Le cyclisme a un problème avec ses « traditions »

Dimanche, un coureur de 43 ans s’est fait chopper avec un moteur électrique (mal) planqué dans son vélo. Qu’est-ce qu’il a pris comme noms d’oiseaux pour avoir voulu glâner quelques primes en 3e catégorie amateur, certains exigeant une suspension à vie. Loin de moi l’idée de vouloir défendre un tricheur, qui donne d’ailleurs une bien piètre image des quadragénaires. Mais je suis tout de même étonné du déferlement de haine contre un type qui a rajouté quelques Watts à son moteur à soupe pour briller sur ses routes régionales en fin de carrière.

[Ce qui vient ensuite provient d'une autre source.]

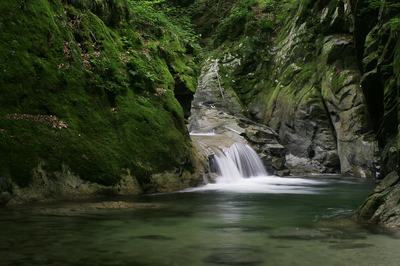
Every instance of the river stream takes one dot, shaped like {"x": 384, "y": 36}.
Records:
{"x": 257, "y": 221}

Parce que quand l’Italien Gianni Moscon se fait ramener en voiture sur le peloton des championnants du monde avant de jouer la gagne, on n’entend pas grand monde s’offusquer. Ce genre de dopage mécanique plus « traditionnel » semble plus acceptable, même pour les instances dirigeantes du cyclisme.

Moscon s’est fait prendre et a été disqualifié. Puis plus rien, aucune sanction pour ce dopage mécanique de plus de cent chevaux… Avouez que c’est tentant: votre course est finie et vous pouvez tenter une grosse tricherie pour vous remettre en selle, avec pour seul risque que votre course soit finie pour de bon si vous vous faites attraper. J’ai un peu de mal à voir la sanction.

Le problème, c’est que tout le monde trouve cela presque normal, sous couvert de tradition du « bidon collé » ou des sprinters qui ne passent pas les bosses, s’accrochent aux bagnoles, finissent juste dans les délais et gagnent au plat le lendemain. « Pas vu, pas pris », c’est un peu le principe, au nom de la tradition. Le problème, c’est quand c’est «vu, mais pas pris quand-même, ou si peu», comme dans le cas de Moscon. Tricheur un jour, tricheur toujours. Mais on ne touche pas à la tradition, hein?

De plus, pour revenir à Gianni Moscon aux mondiaux, les compte-rendus sont trompeurs. Quelques jours après la course, on « oublie » qu’il s’est accroché, on écrit un peu partout qu’il s’est « abrité ».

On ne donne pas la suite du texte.